Bei aller Innerlichkeit hält sie ihre Oper für politisch
In Lankwitz wohnte sie damals und einmal dauerte eine Probe sehr lange und sie musste ein Taxi nehmen. „Ich plauderte mit dem Taxifahrer und als ich am Ende fragte, was es kostet, sagte er, im Namen der deutsch-israelischen Freundschaft habe ich sie umsonst gefahren.“ Natürlich wisse sie, fügt sie hinzu, dass inzwischen vieles von der Freundlichkeit untereinander verloren gegangen ist, auch in Israel und auch in den USA.

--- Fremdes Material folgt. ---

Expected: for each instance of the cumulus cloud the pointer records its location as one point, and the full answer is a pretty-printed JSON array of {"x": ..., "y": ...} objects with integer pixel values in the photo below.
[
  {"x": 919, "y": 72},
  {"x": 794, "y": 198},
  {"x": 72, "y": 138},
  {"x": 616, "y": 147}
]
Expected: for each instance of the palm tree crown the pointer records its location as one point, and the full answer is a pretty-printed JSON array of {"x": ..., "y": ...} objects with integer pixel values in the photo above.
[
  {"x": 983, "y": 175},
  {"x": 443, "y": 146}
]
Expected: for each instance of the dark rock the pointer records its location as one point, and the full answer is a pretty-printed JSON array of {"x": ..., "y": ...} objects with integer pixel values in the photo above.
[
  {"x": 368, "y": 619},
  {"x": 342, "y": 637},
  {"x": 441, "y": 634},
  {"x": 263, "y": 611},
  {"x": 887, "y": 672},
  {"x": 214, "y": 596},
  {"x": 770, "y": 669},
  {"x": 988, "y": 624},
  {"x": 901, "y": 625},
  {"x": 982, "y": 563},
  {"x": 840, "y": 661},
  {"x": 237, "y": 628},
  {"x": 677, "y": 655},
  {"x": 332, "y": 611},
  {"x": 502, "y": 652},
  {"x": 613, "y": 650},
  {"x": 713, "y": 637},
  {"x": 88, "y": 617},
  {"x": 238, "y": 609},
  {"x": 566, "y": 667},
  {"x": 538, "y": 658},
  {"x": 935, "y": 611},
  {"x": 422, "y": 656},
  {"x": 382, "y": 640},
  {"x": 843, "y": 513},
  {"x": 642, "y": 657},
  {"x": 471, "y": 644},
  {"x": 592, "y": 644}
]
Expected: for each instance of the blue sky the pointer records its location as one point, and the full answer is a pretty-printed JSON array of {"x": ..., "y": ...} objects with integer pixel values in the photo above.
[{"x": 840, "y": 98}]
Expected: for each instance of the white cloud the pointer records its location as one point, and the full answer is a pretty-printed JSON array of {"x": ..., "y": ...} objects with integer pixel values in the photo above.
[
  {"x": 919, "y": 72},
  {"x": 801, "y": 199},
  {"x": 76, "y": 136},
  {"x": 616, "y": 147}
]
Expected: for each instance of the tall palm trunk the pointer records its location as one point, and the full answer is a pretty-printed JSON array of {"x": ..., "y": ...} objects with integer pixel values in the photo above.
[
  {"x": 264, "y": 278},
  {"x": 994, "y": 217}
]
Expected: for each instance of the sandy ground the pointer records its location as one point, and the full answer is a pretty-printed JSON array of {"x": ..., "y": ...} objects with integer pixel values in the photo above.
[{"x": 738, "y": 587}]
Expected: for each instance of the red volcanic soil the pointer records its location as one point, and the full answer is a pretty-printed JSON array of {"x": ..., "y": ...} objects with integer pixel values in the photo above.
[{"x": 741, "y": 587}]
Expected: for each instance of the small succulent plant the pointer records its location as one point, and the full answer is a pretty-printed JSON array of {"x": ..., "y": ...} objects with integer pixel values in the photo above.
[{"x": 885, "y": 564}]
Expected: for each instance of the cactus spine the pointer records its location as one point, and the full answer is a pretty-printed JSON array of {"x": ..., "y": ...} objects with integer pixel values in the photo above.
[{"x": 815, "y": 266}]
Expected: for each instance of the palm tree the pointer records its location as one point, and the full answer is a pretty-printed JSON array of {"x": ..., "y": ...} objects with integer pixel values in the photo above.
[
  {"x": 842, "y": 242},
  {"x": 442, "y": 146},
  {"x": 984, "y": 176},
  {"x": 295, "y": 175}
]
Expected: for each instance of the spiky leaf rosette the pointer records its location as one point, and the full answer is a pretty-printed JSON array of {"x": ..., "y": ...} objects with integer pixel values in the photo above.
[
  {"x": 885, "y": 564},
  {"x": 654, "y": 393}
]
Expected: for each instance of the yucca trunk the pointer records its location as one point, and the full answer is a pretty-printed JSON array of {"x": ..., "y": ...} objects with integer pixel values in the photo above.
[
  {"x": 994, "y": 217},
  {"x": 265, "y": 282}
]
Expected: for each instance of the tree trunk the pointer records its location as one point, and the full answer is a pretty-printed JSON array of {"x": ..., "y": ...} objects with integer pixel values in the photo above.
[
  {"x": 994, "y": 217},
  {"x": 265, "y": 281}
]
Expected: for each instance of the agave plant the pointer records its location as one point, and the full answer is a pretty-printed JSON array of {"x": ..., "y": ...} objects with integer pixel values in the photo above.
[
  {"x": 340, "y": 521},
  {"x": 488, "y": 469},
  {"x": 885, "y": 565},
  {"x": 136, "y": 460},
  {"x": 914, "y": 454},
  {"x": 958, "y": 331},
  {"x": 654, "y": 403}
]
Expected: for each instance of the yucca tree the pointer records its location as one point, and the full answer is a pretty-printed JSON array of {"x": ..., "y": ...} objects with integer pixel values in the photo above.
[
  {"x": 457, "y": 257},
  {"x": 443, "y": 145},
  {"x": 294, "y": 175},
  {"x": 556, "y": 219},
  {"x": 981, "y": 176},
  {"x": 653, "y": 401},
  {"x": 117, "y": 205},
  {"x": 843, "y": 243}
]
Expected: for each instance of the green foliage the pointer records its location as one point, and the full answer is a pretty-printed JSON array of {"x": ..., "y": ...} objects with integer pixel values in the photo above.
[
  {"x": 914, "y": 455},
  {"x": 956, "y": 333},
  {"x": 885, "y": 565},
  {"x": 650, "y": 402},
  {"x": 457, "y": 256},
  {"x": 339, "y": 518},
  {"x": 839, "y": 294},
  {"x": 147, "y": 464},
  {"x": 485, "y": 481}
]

Bei aller Innerlichkeit hält sie ihre Opern für politisch. „Ich wusste schon sehr früh, was ich machen wollte, nämlich mein Innenleben nach außen bringen. Das ist eine politische Haltung, denn über Kriege, soziale Probleme und rein Politisches zu schreiben, scheint mehr Berechtigung zu haben als unser Innenleben zum Thema zu machen. Wir schauen nicht genug in uns hinein.“
Ihre Opern würden in Zwischenwelten spielen, sagt die Komponistin. In ihrer ersten Oper „Pnima.. ins Innere“ nach einer Novelle von David Grossmann, die für die Münchner Biennale entstand, ging es um einen alten Mann und ein Kind und die Schwierigkeit, nach dem Holocaust über das eigene Trauma zu reden. „Den Versuch, ein Trauma zu kommunizieren, halte ich für ein universelles Thema, weil viele Menschen in unserer Welt mit verschiedensten Traumata umgehen müssen.“
Die dritte Zusammenarbeit mit Regisseur Claus Guth
Claus Guth bereitet die Uraufführung an der Deutschen Oper vor. „Ich vertraue meinen Regisseuren“, sagt Chaya Czernowin und weicht damit geschickt Fragen nach Missverständnissen oder Umdeutungen aus. Mit Claus Guth ist es bereits ihre dritte Zusammenarbeit.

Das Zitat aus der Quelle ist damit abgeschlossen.